Wehrmacht soldiers may have differed from one another in a number of respects, but their basic frame of reference remained quite consistent. It is only when we begin to make international comparisons that we discover major differences in this regard. The central point of reference for Italian soldiers, for instance, was neither the nation nor the state nor indeed the military itself. Italian fascism pushed corruption and nepotism to the extreme. Italian historian Amedeo Osti Guerrazzi writes: “Other countries—for example England or Germany, closed ranks in an hour of great peril and rallied around institutions, performing a feat of utmost resistance on behalf of a cause they saw as crucial to the welfare of the entire collective. By contrast, in Italy, the social network completely collapsed, as in times of extreme crisis, the attitude became ‘every man for himself.’”730
Italian soldiers never succeeded in finding any great sense of purpose in doing battle. They lacked not only a positive self-image, but also military triumphs and an officer corps that could communicate values such as bravery, devotion to duty, and steely resilience. The officer corps was seen as an incompetent, cowardly clique, whose members had attained their posts through nepotism, not merit. Italian officers were only enthusiastic about war, the prevailing view held, as long as they themselves didn’t have to fight. Their main motivation, if we believe a conversation between two Italian POWs in the British camp Wilton Park, was personal enrichment:
FICALLA: The officers were a gang of thieves, you had to protect the men against them grimly; from colonels downwards; after a bombardment of MARSALA, the whole of one of my artillery N.O. pushed off in lorries to loot the town, and I reported that. Apart from those who did it on a big scale, even the junior officers, the lieutenants and second lieutenants used to do it; when the meat ration for the troops arrived, they would pinch whole beefsteaks which they ate in their quarters or sent home as presents etc.—I heard all sorts of stories about that. And then there was the soap—they used to take ten cakes home when they went on leave, and sugar too etc.
SALZA: I was told that by the Americans and the English, and some of our men told us about it too.
FICALLA: The men all know about it too, but no divisional commander. I couldn’t punish every case because there were so many things one never saw. When that is the sort of atmosphere prevailing, it doesn’t make any difference if the troops are good, as our men are on the whole.731
Appeals to the bravery of common Italian soldiers were cheap and likely fell on deaf ears. Italian POWs recorded in the surveillance protocols repeatedly state that the officers were the first to flee when the going got rough.732 Admiral Priamo Leonardi, the commander of the fortifications at Augusta, opined: “If people see that the whole H.Q. staff pushes off somewhere else they say: ‘Why should we stay here? Are we really such fools?

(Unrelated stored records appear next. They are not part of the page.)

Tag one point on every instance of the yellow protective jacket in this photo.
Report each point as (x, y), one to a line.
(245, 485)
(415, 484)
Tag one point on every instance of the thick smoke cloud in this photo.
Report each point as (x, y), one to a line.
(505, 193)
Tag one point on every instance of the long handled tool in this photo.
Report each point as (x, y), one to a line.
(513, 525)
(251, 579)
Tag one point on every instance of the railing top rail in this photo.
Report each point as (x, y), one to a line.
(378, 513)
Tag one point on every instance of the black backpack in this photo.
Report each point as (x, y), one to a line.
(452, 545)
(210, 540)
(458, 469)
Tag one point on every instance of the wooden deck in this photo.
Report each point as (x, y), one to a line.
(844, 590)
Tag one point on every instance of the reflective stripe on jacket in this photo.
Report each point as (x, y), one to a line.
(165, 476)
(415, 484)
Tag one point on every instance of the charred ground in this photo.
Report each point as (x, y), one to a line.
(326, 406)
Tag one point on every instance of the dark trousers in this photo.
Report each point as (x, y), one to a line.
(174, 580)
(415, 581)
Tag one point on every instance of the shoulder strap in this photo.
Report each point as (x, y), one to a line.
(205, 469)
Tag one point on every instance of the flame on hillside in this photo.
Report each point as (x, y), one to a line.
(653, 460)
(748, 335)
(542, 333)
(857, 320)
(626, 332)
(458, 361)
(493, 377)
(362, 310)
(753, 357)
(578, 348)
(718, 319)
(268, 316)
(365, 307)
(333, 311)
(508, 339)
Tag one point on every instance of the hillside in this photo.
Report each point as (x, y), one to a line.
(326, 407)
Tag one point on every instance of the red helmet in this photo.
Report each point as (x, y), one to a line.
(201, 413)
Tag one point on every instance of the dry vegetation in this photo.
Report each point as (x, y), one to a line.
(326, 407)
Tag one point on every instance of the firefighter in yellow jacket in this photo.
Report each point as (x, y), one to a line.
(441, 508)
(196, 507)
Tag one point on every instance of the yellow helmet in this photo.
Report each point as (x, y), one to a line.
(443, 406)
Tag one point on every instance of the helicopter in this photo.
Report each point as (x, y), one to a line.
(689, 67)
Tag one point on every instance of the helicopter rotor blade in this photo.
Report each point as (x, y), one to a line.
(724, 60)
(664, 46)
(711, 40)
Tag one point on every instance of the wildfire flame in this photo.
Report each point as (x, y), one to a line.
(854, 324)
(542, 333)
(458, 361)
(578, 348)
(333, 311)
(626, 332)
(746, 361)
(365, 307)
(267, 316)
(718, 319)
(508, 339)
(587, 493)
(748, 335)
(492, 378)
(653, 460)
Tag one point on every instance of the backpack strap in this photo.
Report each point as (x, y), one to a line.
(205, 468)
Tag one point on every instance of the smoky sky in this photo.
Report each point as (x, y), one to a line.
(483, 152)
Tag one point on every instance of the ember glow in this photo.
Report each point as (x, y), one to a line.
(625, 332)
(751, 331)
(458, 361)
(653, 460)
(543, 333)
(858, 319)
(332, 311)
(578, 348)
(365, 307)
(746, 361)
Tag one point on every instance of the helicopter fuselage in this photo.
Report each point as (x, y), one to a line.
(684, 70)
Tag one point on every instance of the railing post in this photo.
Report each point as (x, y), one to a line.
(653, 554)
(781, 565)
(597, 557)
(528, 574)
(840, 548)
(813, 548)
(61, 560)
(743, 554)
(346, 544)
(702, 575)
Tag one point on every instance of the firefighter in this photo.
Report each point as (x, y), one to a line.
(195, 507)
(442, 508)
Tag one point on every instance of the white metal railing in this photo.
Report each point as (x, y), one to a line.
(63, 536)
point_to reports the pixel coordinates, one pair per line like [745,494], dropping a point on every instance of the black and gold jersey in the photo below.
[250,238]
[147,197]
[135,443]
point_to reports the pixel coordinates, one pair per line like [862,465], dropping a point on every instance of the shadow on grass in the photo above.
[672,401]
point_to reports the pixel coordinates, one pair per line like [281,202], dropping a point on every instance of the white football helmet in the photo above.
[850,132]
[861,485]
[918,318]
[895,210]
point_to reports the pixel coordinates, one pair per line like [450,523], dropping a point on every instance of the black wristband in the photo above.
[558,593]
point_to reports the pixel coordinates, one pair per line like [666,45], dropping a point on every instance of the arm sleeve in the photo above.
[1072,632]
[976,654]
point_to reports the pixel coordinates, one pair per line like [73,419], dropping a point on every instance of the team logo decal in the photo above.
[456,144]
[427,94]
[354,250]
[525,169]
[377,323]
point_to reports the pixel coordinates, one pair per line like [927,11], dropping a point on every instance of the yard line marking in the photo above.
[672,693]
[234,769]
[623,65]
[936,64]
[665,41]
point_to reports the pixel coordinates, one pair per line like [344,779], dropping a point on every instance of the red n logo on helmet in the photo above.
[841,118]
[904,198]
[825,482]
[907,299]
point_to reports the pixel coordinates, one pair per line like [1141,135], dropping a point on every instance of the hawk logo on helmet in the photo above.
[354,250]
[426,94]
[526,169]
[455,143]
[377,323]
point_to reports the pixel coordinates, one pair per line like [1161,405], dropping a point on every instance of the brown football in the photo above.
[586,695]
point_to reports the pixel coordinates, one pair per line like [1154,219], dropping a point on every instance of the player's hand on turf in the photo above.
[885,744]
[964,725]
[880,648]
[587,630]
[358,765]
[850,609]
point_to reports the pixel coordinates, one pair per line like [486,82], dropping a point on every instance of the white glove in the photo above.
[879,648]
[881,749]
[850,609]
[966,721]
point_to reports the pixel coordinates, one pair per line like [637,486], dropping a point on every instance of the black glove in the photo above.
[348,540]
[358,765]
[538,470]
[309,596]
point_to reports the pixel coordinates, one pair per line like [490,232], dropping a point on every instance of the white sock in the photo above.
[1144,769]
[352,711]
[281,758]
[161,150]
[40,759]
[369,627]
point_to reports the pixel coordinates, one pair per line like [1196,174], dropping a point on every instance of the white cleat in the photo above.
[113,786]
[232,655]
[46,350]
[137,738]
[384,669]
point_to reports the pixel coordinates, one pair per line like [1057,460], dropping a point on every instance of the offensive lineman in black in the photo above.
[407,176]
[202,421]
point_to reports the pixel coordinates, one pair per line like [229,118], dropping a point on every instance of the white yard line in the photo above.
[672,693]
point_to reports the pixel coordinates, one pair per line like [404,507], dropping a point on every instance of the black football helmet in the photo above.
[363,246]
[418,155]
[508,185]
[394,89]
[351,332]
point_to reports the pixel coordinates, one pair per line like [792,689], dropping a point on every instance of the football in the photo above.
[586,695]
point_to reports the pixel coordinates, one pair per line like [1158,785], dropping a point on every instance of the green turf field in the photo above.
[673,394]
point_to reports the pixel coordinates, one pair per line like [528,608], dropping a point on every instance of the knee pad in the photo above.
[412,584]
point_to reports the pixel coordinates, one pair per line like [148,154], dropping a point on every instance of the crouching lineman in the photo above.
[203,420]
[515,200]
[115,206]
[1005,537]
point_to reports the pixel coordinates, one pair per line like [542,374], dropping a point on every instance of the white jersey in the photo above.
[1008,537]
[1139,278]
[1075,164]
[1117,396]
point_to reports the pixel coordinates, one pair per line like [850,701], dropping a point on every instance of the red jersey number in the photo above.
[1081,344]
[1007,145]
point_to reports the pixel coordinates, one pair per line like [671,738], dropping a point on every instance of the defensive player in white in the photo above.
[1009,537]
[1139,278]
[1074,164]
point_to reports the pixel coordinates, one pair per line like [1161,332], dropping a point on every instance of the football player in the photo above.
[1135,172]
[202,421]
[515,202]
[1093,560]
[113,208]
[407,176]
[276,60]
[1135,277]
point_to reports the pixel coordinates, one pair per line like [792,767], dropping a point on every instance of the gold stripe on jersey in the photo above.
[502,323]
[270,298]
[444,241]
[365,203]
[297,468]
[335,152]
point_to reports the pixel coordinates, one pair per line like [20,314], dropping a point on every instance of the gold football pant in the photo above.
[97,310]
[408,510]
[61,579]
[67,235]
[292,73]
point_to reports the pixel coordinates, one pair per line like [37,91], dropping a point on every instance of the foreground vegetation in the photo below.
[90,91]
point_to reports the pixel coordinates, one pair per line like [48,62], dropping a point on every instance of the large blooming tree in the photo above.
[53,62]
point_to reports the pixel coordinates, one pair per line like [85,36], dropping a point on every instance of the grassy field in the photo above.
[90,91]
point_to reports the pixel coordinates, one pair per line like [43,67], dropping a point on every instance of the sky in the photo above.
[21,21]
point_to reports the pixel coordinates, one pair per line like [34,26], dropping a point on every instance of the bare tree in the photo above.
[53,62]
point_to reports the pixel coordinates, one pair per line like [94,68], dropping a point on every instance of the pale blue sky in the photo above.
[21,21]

Let’s all push off.’”733 Leonardi himself doesn’t seem to have been particularly concerned about defending Augusta, admitting that he had considered slinking away disguised as a civilian. “In the end,” he reasoned, “if everyone else marches off, there’s no reason the admiral shouldn’t flee as well.”734
Some German generals may have thought and behaved in similar fashion. Major General Sattler, for instance, had tried to flee the fortifications at Cherbourg in a speedboat in 1944, and when his escape failed, he immediately capitulated. Still, it would have been unimaginable for him to confess his lack of heroism to his fellow POWs. Members of the Wehrmacht and in particular high-ranking officers always tried to depict themselves as professional, upstanding soldiers. No one would have dared raise questions, as Leonardi voluntarily did, about the core of every true soldier’s self-image, his own bravery.